Keempat, kelemahan-kelemahan upaya tafsir modern, karena lebih diarahkan kepada dimensi-dimensi dogmatis-teologis dibandingkan dimensi-dimensi manusia dalam hubungannya dengan orang lain dan alam.
Berdasarkn realitas di atas, Hanafi kemudian menghadirkan sebuah pembacaan baru terhadap realitas teks. Ia berpendapat bahwa cara penafsiran baru terhadap teks merupakan daya kreatifitas yang harus sepenuhnya dilakukan.
Hanafi juga menunjukan bahwa daya kreasi terhadap teks harus dilakukan melalui teks-teks klasik, karena ini merupakan keniscayaan agar tidak terputus dari konteks sejarah.

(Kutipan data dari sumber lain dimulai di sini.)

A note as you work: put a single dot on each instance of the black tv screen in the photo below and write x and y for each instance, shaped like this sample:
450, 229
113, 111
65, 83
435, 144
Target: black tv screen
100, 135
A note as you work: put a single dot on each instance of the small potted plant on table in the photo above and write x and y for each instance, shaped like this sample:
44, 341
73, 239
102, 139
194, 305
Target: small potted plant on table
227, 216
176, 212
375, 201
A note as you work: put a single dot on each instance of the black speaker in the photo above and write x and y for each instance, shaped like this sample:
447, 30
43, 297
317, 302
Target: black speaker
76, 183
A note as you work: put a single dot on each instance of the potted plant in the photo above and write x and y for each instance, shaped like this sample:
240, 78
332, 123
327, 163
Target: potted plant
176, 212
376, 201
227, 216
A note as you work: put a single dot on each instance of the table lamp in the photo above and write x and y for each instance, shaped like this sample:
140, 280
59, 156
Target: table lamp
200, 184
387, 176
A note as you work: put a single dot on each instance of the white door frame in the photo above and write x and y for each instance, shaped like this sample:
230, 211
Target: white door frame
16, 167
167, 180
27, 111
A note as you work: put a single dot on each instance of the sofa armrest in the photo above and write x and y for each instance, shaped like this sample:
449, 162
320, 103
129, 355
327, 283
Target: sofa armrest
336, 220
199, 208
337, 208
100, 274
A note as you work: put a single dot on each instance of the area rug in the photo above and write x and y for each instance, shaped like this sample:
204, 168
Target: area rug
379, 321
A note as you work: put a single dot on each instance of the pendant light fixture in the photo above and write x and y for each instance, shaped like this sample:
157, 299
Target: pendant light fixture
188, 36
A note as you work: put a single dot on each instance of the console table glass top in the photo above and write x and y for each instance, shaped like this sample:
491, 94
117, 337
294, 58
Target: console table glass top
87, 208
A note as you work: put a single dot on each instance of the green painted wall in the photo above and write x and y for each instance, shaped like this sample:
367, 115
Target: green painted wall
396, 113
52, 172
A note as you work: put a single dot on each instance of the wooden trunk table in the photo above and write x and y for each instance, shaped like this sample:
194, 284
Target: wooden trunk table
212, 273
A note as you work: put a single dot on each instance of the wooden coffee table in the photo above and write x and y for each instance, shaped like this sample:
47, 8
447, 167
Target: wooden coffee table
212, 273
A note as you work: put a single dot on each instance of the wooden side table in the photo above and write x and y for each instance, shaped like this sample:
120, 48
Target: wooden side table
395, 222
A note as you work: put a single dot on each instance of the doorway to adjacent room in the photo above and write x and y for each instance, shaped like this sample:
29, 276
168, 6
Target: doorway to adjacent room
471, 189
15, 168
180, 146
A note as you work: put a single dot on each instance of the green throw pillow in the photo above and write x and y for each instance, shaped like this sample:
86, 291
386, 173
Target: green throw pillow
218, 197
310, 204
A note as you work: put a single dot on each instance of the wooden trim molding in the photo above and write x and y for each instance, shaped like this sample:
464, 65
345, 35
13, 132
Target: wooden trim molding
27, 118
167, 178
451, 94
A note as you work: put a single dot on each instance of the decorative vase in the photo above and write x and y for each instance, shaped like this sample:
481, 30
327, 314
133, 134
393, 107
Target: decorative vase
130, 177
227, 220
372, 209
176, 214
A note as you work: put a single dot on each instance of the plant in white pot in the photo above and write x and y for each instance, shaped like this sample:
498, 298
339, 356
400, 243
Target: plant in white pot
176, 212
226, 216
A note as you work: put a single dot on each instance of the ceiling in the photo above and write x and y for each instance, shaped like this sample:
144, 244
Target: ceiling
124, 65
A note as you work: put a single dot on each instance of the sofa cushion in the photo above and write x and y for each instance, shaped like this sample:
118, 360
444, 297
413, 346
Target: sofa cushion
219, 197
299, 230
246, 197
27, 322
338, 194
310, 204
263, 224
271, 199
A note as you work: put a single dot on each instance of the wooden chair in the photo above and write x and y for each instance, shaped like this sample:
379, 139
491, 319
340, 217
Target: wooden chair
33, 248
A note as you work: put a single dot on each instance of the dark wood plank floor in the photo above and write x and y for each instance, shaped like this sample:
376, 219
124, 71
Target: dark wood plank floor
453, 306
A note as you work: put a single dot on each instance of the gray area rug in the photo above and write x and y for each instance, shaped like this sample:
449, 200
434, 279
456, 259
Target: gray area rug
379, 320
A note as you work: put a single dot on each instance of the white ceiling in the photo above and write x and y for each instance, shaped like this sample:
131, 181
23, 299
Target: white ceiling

Oleh karena itu, membaca teks merupakan metode utama dalam proyek pembaharuan dan menentukan fleksibilitas pemikiran. Dalam pembacaan selalu terjadi interaksi antara yang lama dengan yang baru, antara kreator dan zamannya, sehingga lahirlah kreasi-kreasi yang tak berkesudahan dan tercapailah kesatuan umat dalam sejarah.
Hanafi secara khusus merumuskan antara konsep “sejarah” dan “kebenaran” dengan menentukan di mana sebenarnya posisi sejarah dalam kebenaran, dan menunjukan di mana posisi kebenaran dalam sejarah.
Hanafi kemudian mempertanyakan secara mendasar posisi metode Islam asli, yang tercermin dalam fondasi-fondasi pemahaman ilmu ushul fikih, yang juga ditemukan dalam sejarah ilmu-ilmu keagamaan. Sehingga, Hanafi seakan-akan memutar balik persoalan sejarah dan kebenaran melalui rumusan teori tafsirnya. Hal ini secara langsung juga menentukan bagaimana sifat sejarah itu sendiri dengan membawa relevansinya pada era kekinian.
Dari landasan historis di atas, Hanafi berupaya mengelaborasi paradigma iniversalistik dengan mengedepankan gagasan reaktualisasi tradisi keilmuan Islam. Bagi Hanafi, rekonstruksi itu selain merupakan keharusan sejarah, juga tidak harus membawa implikasi hilangnya tradisi-tradisi lama.
Rekonstruksi dimaksudkan Hanafi untuk mentranformasikan ancaman-ancaman baru yang datang di dunia dengan menggunakan konsep yang terpelihara murni dalam sejarah. Rekonstruksi itu bertujuan untuk mendapatkan keberhasilan duniawi dengan memenuhi harapan-harapan dunia Islam terhadap kemerdekaan, kebebasan, kesamaan sosial, penyatuan kembali identitas, kemajuan dan mobolisasi masa.
Hanafi tidak mencita-citakan gerakan intelektual sebagai sebuah aliran baru dalam Islam. Rekonstruksi tradisi dan revitalisasi khazanah klasik adalah upaya untuk mengelaborasi seluruh pemikiran alternatif yang pernah ada dalam sejarah umat Islam. Rasionalisme menjadi pijakan gerakan intelektualnya, tekanan diberikan kepada kemampuan individu untuk mengubah jalan hidupnya sendiri dengan kemampuannya sendiri.
Karena itu pula, sisi revolusioner pemikiran Hanafi lebih tepat disebut sebagai ideologi revolusioner. Dengan demikian, gagasan reaktualisasi keilmuan Islam adalah sebagai gerakan intelektual yang telah kukuh secara historis. Hanafi bercita-cita mewujudkan gagasannya, yaitu reaktualisasi keilmuan Islam ini, diorientasikan dan diarahkan kepada perubahan transformatif.
Rohmatul Izad. Mahasiswa Pascasarjana Ilmu Filsafat UGM, Ketua Pusat Studi Islam Pesantren Baitul Hikmah Krapyak Yogyakarta.